L’image brouillée du Luxembourg et de sa place financière a tempéré l’ardeur des responsables politiques et économiques à promouvoir les niches de souveraineté, qui faisaient autrefois le bonheur de la Place. L’expression même des «niches» est partiellement bannie du vocabulaire, et le Grand-Duché s’est mis à l’ouvrage pour remodeler son nation branding. À l’instar des produits du terroir ou des vignobles mosellans dont les crus se voient apposer une marque nationale, le pays s’est doté d’outils de promotion pour redorer le blason de la place financière à l’étranger: Luxembourg for Finance s’investit à fond dans cette mission, aux côtés d’organismes plus spécifiques tels que l’ABBL ou l’Alfi. Nos quatre interlocuteurs insistent sur la nécessité pour la place financière d’avoir une bonne réputation, car elle rejaillit automatiquement sur l’industrie des fonds. Celle-ci peut tabler sur le succès de ses produits d’exportation, en premier lieu les Ucits, dont la directive a été transposée au Luxembourg il y a exactement 30 ans.

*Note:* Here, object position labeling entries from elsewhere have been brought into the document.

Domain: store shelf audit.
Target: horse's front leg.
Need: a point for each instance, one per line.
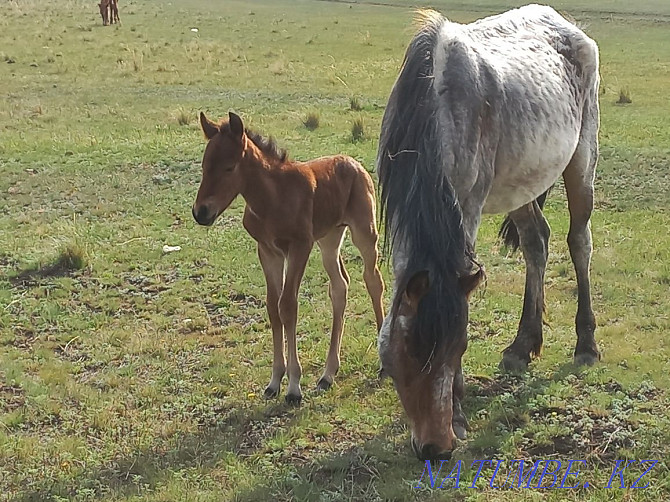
(272, 262)
(458, 421)
(534, 240)
(298, 255)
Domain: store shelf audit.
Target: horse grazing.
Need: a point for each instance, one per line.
(290, 206)
(483, 118)
(109, 11)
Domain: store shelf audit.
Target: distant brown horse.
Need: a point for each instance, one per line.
(290, 206)
(109, 11)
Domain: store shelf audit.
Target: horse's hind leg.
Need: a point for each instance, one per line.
(272, 262)
(339, 285)
(578, 178)
(534, 239)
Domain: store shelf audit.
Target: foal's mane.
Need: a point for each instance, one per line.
(267, 145)
(422, 216)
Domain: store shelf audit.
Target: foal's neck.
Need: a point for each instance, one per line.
(258, 189)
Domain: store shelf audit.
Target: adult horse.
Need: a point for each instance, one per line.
(109, 11)
(483, 118)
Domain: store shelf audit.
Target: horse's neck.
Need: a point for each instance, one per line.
(258, 188)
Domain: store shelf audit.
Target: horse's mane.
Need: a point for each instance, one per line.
(267, 145)
(421, 214)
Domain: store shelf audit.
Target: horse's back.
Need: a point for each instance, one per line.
(512, 88)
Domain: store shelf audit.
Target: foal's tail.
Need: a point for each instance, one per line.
(508, 232)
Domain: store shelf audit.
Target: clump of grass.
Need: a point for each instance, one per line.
(138, 61)
(357, 130)
(311, 121)
(183, 117)
(624, 97)
(277, 68)
(71, 257)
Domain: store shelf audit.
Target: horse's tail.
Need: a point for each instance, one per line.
(508, 232)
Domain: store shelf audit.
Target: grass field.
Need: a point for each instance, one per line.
(129, 374)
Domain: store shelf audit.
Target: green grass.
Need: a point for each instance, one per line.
(129, 374)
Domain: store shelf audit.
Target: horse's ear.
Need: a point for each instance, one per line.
(469, 282)
(208, 127)
(236, 125)
(416, 289)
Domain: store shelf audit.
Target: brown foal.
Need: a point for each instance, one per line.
(109, 11)
(290, 206)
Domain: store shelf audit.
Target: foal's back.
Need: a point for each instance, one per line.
(335, 187)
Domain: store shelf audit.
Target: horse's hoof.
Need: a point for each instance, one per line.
(293, 399)
(270, 393)
(513, 363)
(460, 431)
(586, 359)
(323, 384)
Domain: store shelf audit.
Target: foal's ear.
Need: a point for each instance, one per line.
(236, 125)
(416, 289)
(208, 127)
(469, 282)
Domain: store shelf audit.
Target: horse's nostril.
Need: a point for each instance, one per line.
(201, 215)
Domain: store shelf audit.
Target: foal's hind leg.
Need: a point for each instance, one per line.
(578, 177)
(339, 285)
(534, 239)
(272, 262)
(364, 236)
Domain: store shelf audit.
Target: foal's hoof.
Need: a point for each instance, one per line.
(293, 399)
(270, 393)
(513, 363)
(460, 431)
(323, 384)
(586, 359)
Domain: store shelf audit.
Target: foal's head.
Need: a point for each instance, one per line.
(420, 346)
(221, 179)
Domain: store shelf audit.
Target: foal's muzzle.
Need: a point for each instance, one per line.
(203, 216)
(429, 452)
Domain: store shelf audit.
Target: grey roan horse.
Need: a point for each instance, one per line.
(483, 118)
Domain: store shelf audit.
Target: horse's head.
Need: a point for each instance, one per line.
(422, 367)
(221, 179)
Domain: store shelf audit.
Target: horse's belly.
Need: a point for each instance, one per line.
(526, 168)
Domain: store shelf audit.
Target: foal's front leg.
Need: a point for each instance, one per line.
(288, 312)
(272, 262)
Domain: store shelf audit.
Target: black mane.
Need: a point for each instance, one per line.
(267, 145)
(420, 211)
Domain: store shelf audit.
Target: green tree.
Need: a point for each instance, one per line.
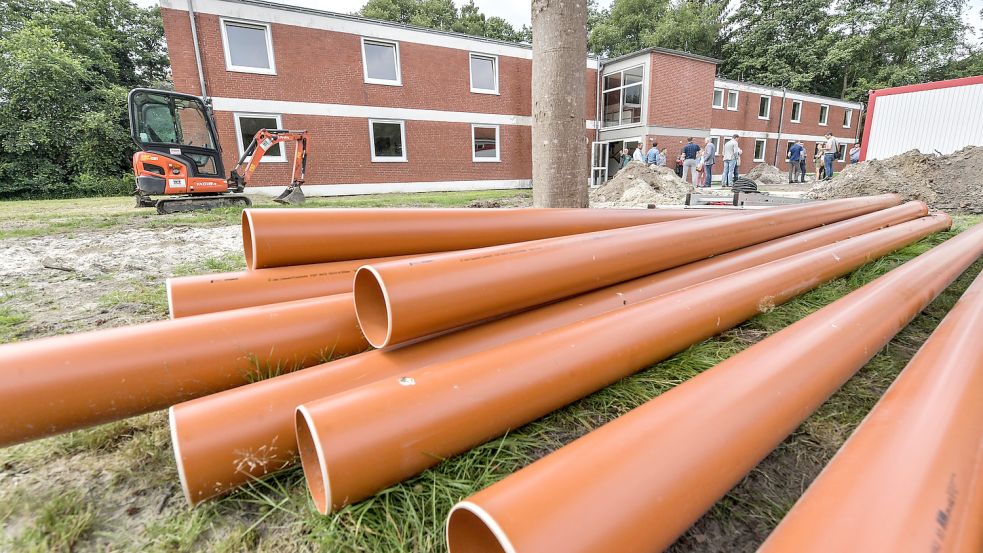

Entre majorité et opposition

La perspective des élections législatives au mois d’octobre oblige les partis politiques à faire entendre leurs différences par rapport à leurs concurrents. Tandis que le DP, qui dirige le ministère des Finances sous la férule de Pierre Gramegna, prône la continuité et insiste sur les efforts ayant été effectués en matière de conformité et de transparence, le LSAP s’appuie sur les missions économiques menées à l’étranger sous l’égide d’Étienne Schneider en tant que ministre de l’Économie. Déi Gréng insiste davantage sur le volet écologique, mettant en avant son intérêt primaire pour la finance durable et la transition énergétique.

Le principal parti d’opposition est quant à lui assis entre deux chaises: d’un côté, il soutient la politique gouvernementale, dont les efforts visent à rendre la place financière conforme aux normes internationales et à garantir cette bonne réputation qui lui a fait quelque peu défaut dans un passé récent. D’un autre côté, le CSV n’hésite pas à émettre des critiques sur des points précis. Laurent Mosar juge ainsi que le gouvernement actuel est resté trop timide dans la refonte législative de la propriété intellectuelle. Il dénonce aussi l’excès de zèle de ce même gouvernement dans la transposition de la directive sur le dépôt de garantie des banques, estimant qu’en allant plus loin que les autres pays européens, le Grand-Duché impose aux banques un coût supplémentaire qui les défavorise par rapport aux autres établissements bancaires en Europe. Il critique par ailleurs la lourdeur accrue des procédures au Luxembourg, alors que dans le passé, leur exécution rapide constituait un atout certain. Le CSV prône en outre un renforcement massif du ministère des Finances en termes de personnel, une allusion indirecte aux nombreux départs qui ont affecté ce département lors de cette législature.